Tesla is making Elon Musk a lot richer without paying him a dime.
A blistering stock rally has bolstered the value of CEO Musk’s 19% stake in the electric car maker by $16 billion since the start of 2020, to $30 billion.
Tuesday’s steep climb in the share price could sweeten Musk’s payday under his record-breaking compensation package, which is built on stock options that rely on market value targets. Two milestones have now been achieved that could see Musk unlock options worth $1.8 billion.
The controversial chief executive, who is also the majority owner and CEO of rocket maker SpaceX, recently testified that he did not have a lot of cash as he successfully defended himself in a defamation lawsuit. He previously has taken loans using his Tesla shares as collateral.
Musk does not take a salary, choosing instead a risky options package that envisions the stock market value of Tesla rising to $650 billion over 10 years, a prospect that was derided by some investors when the deal was announced in 2018.
That target now looks less crazy. Shares of Tesla have rallied over 50% since the company posted its second consecutive quarterly profit last Wednesday, which was viewed as a major accomplishment for a company competing against established automotive heavyweights including General Motors Co and BMW.

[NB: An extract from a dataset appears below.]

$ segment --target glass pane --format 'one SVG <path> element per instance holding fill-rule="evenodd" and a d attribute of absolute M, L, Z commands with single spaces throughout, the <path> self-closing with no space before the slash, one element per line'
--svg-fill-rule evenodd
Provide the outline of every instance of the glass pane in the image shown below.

Tesla shares have climbed about 400% since early June, helped by the company’s better-than-expected financial results and ramped-up production at its new car factory in Shanghai.
On Tuesday, Tesla surged as much as 24% before falling back in the final minutes of the trading session to end the day up 13.7%. That put its market capitalization at $160 billion, almost twice the combined value of Ford Motor and General Motors.

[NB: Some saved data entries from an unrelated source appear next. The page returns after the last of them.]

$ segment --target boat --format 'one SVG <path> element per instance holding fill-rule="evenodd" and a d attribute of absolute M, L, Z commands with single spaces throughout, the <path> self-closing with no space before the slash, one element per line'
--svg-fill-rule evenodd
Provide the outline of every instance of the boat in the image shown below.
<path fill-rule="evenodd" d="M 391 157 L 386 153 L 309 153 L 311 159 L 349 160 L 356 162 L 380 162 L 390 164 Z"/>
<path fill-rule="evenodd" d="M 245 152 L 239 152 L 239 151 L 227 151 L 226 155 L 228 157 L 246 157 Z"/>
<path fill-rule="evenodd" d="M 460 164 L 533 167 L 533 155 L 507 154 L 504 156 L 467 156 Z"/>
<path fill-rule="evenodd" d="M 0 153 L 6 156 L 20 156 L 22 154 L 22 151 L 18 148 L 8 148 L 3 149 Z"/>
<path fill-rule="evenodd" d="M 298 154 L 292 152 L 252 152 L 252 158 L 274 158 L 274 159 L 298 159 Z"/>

The shares had also rallied on Monday, partly fueled by Panasonic Corp’s saying its automotive battery venture with Tesla was profitable for the first time.
The options Musk was awarded in 2018 vest incrementally based on targets for Tesla’s stock market value and its financial performance. The market capitalization would have to sustainably rise by $50 billion increments over the agreement’s 10-year period, with the full package payout reached if the market cap reaches $650 billion, as well as the company’s meeting revenue and profit targets.
Musk is on his way to seeing his first two tranches of options vest. He achieved operational targets on revenue and adjusted earnings last year.
The rise in Tesla’s market capitalization last month to a target of $100 billion opened the way for Musk’s first tranche of options to vest. With Tuesday’s surging share price, the market capitalization blew past the second target of $150 billion, opening the way for the second tranche to vest. Tesla’s market capitalization must stay at or above each target level for one- and six-month averages for each set of options to vest.
Tesla was valued at about $52 billion when shareholders approved the pay package in March 2018, a time when the company faced a cash crunch, production delays and increasing competition from rivals.
A full payoff for Musk would surpass anything previously granted to U.S. executives, according to Institutional Shareholder Services, a proxy advisor that recommended investors reject the pay package deal at the time.
Musk currently owns about 34 million Tesla shares, and his compensation package would let him buy another 20.3 million shares if all his options tranches vest.
When Tesla unveiled Musk’s package, it said he could in theory reap as much as $55.8 billion if no new shares were issued. However, Tesla has since awarded stock to employees and last year sold $2.7 billion in shares and convertible bonds, diluting the value of the stock.
Musk has transformed Tesla from a niche car maker with production problems into the global leader in electric vehicles, with U.S. and Chinese factories. So far it has stayed ahead of more established rivals including BMW and Volkswagen.
Many investors remain skeptical that Tesla can consistently deliver profit, cash flow and growth. More Wall Street analysts rate Tesla “sell” than “buy,” and the company’s stock is the most shorted on Wall Street.